SWAT team members subdue suspected “hijackers” during a drill in Urumqi, Xinjiang Uygur autonomous region, on Dec 29.[Photo/Xinhua]
The city of Turpan and nearby areas in the eastern Xinjiang Uygur autonomous region have become a test case in the people’s war against religious fanaticism.
The tourism city suffered a setback in 2013 after an extremist gangs’ attack on a police station.
“We’d never thought religious extremism and terrorism were so close to our life before that day. The attack encouraged us to eliminate the evil forces at the root,” said Liu Kaiqin, a local county chief.
Preventing terrorism and eliminating religious extremism have become top priorities of the Xinjiang government, which recently issued several edicts defining extreme religious activities and ordering officials at all levels to crack down on anti-social and life-threatening behavior prompted by religious beliefs.
A senior anti-terrorism researcher from Xinjiang, Ma Pinyan, said there should be zero tolerance of religious extremism and for religious training that encourages violence and terror.
All government departments and circles of the community have participated in the anti-extremist campaign in Turpan, said Zhang Wenquan, the prefecture director. “Terrorism is rooted in religious extremism. So we must fight religious extremism.”
According to prefecture officials, in Turpan’s Shanshan county 1,110 individuals are considered involved in or are easily affected by religious extremism and must be visited often by local officials and village heads.
One such individual was Ayinisa Ablimit, 33, a farmer in Lianmuqin township, who followed her husband’s orders and refused to communicate with others.
Under preferential policies of the State, authorities helped the family apply for a loan to establish a sheep breeding base. They also asked local religious leaders to teach the couple and finally earned the couple’s trust.
The wife now has taken off the niqab, the full-face black veil favored by ultraconservative Muslims, and written local officials a letter saying that they have led a good life and will shun extremism.
Kariman Ali, a 29-year-old farmer in Lukqun township, was persuaded by her fellow villagers to abandon extreme religious doctrine. She always wore a niqab, even when she sold snacks.
“I thought it was the traditional costume of our ethnic group,” she said.
The training classes set up by the county have changed her mind. The county invited respected religious leaders to teach religion, and classes on laws, national regulations and histories of Xinjiang and nationalities were also arranged.
Kariman’s business improved after she gave up the niqab and started wearing colorful clothes.
“Over 3,000 people in the prefecture were at the edge of extremism,” said Zhang, adding that education and cultural development are the key goals.
“Nearly 97 percent of those affected by extremism have pulled back, but we must help them stay on the right track and not be pulled back again by the evil forces,” Zhang said.
Zhang urged officials to promote cultural development both in urban and rural areas.
Shanshan county supported 351 rural households to create cultural activity sites in all villages.
Bostan, a township in Toksun county, poured 200,000 yuan ($32,200) into a carpet factory, hiring 11 females from the villages. Guliayishanm Memet, 28, has been a coach in the workshop. “I can get a 4,000 yuan salary every month,” she said.
This work-in-village mode has been promoted in the whole prefecture as a measure to help them keep away from extremism, said Xu Shibao, Party chief of the township.
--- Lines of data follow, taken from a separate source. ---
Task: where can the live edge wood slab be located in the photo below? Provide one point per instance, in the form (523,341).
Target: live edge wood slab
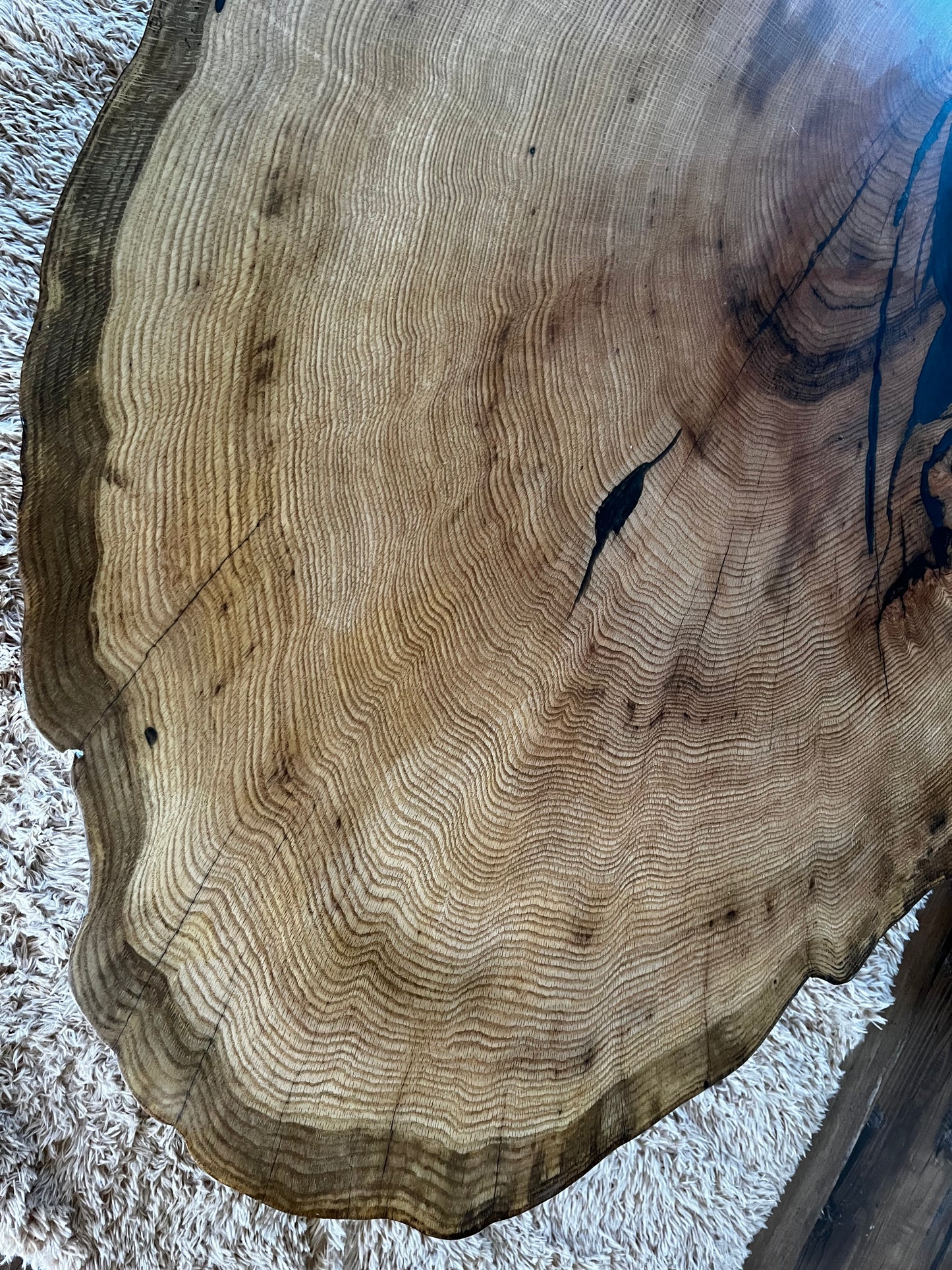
(485,530)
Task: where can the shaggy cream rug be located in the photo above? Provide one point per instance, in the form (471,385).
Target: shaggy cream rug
(86,1179)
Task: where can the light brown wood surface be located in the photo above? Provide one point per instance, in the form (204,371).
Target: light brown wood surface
(442,837)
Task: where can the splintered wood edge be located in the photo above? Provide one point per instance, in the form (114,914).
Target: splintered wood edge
(76,705)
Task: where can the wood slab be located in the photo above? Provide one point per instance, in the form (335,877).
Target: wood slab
(485,530)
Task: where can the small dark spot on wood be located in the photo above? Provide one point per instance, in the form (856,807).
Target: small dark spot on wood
(943,1138)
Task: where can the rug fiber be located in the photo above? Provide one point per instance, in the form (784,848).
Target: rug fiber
(86,1179)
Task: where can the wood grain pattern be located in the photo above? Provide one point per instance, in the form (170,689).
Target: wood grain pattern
(484,527)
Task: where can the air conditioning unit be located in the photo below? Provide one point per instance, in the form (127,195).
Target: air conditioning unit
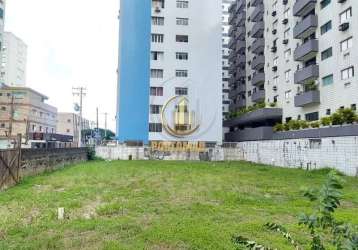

More than 100 terrorist cells have been eliminated in the region in the six months since the region cracked down on terrorism in late May, halting most terrorist attacks before they could be launched, Xinjiang Daily reported.
The region has also dealt with 44 cases involving instructions on the Internet on the use of explosives, 294 cases relating to the distribution of violent audiovisual material and four relating to spreading rumors.
The investigation found that the suspects were all influenced by audiovisual material that had content related to violence and terrorism, a police officer said.
More than 18,000 documents, 2,600 discs and 777 storage devices relating to religious extremism have been seized.